Most of the Americans studying in the Hebrew University program had already left the country, Kelsen said. The few who remained--mostly Jews, he Said--were simply watching and waiting for the next move.

"It's unexpected, but the big thing here is boredom," Kelsen said in an earlier interview from Jerusalem, shortly after the first attack had subsided.

"Everybody is huddled inside--you're not supposed to leave the house. It's a scary thing. You look outside and everything is silent. It must be like the early days of the Blitz in London."

Initially, Kelsen said, Israelis felt a great sense of relief at the news that American-led military forces had commenced a massive air attack on Iraq to eliminate Saddam Hussein's chemical arsenal and nuclear potential.

People stopped hoarding food and supplies, and life returned to a semblance of normality for a brief moment, Kelsen said.

"There was a great sense of euphoria here--people assumed that Iraq had been taken out."

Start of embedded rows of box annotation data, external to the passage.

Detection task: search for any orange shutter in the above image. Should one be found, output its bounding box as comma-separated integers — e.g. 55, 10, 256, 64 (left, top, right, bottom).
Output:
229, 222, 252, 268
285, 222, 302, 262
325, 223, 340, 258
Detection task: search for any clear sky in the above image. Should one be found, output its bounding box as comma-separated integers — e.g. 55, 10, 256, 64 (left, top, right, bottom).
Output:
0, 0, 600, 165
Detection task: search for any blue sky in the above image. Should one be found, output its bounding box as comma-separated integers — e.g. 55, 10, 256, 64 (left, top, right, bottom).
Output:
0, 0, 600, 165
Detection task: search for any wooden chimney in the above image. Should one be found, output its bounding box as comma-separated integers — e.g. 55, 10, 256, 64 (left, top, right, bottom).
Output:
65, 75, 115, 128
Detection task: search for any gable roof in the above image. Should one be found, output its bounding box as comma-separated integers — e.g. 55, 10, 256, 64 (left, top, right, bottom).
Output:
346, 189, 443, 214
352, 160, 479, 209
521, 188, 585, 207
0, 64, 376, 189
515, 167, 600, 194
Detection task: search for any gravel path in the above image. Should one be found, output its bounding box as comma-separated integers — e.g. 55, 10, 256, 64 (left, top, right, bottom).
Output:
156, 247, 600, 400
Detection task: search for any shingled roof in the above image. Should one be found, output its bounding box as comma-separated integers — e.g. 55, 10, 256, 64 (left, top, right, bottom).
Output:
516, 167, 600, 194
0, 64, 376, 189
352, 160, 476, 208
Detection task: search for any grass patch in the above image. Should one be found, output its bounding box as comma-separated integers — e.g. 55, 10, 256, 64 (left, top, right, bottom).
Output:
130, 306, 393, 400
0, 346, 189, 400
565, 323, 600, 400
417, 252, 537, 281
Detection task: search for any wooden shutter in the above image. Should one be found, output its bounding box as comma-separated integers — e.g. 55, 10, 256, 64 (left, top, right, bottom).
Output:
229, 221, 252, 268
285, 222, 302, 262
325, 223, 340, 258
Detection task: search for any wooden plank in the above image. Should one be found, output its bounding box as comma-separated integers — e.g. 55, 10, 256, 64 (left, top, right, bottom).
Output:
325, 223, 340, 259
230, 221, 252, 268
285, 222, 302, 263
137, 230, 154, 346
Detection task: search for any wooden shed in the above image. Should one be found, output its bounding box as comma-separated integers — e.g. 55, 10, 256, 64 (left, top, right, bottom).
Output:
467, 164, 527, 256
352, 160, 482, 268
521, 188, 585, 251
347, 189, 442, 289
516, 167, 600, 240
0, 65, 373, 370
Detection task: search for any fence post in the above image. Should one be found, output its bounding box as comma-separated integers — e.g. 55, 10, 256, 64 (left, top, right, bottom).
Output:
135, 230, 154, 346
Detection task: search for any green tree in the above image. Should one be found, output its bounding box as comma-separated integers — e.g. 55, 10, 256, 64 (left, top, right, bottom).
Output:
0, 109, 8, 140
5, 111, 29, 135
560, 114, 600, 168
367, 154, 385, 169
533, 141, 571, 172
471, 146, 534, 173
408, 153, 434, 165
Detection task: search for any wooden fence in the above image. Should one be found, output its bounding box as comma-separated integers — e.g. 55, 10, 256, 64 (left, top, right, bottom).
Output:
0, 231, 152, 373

That feeling came to an abrupt end at about 2 a.m. Thursday morning, when Israelis across the country were roused from bed by the wail of air raid sirens.

"It was deafening," Kelsen recalled on Friday. "It ripped me out of bed. I turned on army radio and there was nothing special--there was music, and I thought it was a false alarm."

"And then I looked out of the window and there was a lot of fighter activity."